TIP’s mission is to invent new technologies and simplify existing telecom technologies to bring Internet connectivity to those parts of the world that don’t have it. The plan is to use a similar model Facebook has used so successfully with the Open Compute Project, disaggregating software and hardware. The TIP community, which now counts more than 450 members, includes Internet companies, telcos, vendors, and system integrators.
TIP has divided its work into three areas — access, backhaul, and core and management — to explore new hardware and software architectures. Although the access work area has the most number of projects, the most prominent working area so far is the backhaul area.
The open optical project led by Equinix and Facebook falls under the backhaul work area. In November 2016, the group announced its Voyager packet-optical transponder platform. And in March 2017, Telia Carrier completed a successful trial of 100G and 200G using the Voyager white box transponder on Telia Carrier’s 677-mile Stockholm to Hamburg route.
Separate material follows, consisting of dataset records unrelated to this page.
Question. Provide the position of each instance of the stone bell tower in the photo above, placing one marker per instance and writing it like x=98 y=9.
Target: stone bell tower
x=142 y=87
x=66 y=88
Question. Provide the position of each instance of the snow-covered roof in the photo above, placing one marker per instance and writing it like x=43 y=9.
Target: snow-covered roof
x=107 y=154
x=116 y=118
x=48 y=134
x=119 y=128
At the SDN and NFV World Congress Uwe Fischer, CTO of Coriant, said Coriant is involved with TIP’s open optical project. “One of the core ideas of TIP is doing the same thing that OCP did in the data center, making things more standardized. It’s also a way to influence how networks are built in the future. We are very much engaging with the Voyager box.”
Also under the backhaul work area, Facebook and DT are working together on the millimeter wave (mmWave) project. “It’s focused on the unlicensed 60GHz tech and the economic models and everything you need to build a mmWave network in a difficult part of the network,” said Clauberg. “You cannot really go long distances, but the great thing is, in most parts of the world it’s free spectrum.”
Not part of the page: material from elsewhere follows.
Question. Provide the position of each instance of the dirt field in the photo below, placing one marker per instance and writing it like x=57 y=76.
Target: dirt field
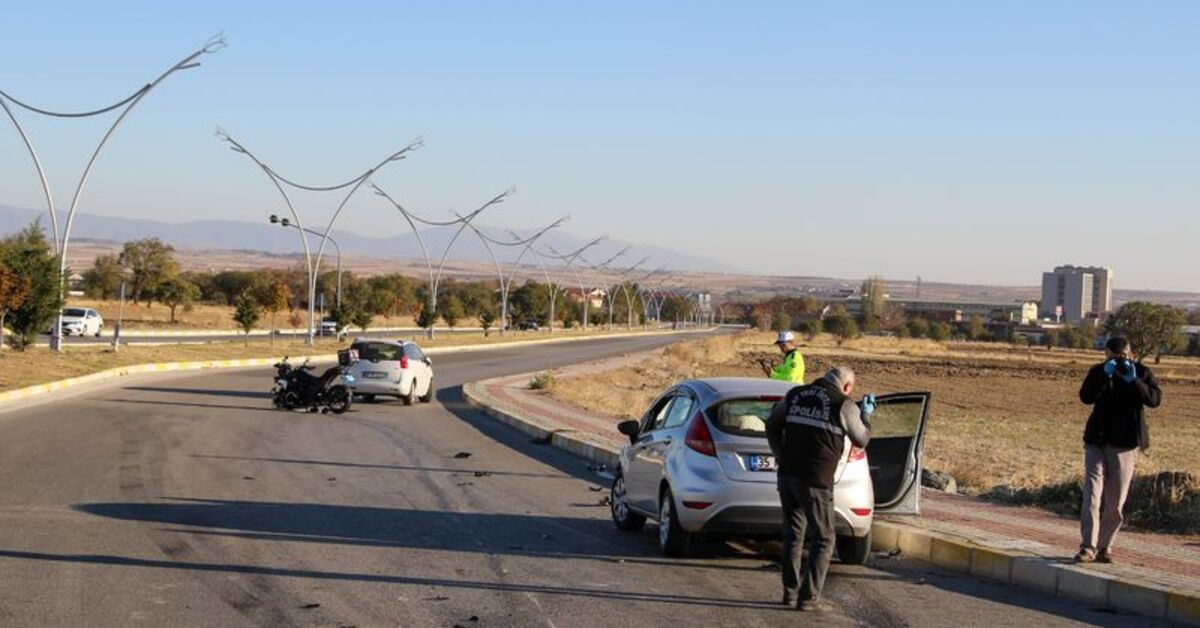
x=1000 y=416
x=40 y=364
x=203 y=316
The mmWave Group aims to address the growing demand for bandwidth in dense, highly populated cities by delivering gigabits of capacity cheaper compared to deploying fiber.
TIP is reexamining its core and management work area. According to the TIP website, the goal of the projects in this area is to share cultural and process transformation practices. But Clauberg said, “These were not working out the way we intended from the board perspective. We didn’t get enough people behind the initiative.”
BT and TIP
Mansoor Hanif, director of converged networks for BT, said the company decided to participate in TIP as a way to network with telecom innovators. He indicated that BT was an old, entrenched telco that had a hard time connecting with startups. “We realized TIP was the perfect environment to directly engage with a new ecosystem,” said Hanif. “This is very new for networks where we usually only talked to big fish. Now we’re right down talking to the plankton. TIP is an excellent alternative route to accelerate innovation.”
One way that BT plans to collaborate with “the plankton” is by hosting a TIP Ecosystem Acceleration Center (TEAC). Earlier this month, both BT and SK Telecom announced they were hosting TEACs in the United Kingdom and Seoul, respectively. The TEACs bring together telcos with startups, enticing the startups with access to venture capital and mentorship opportunities.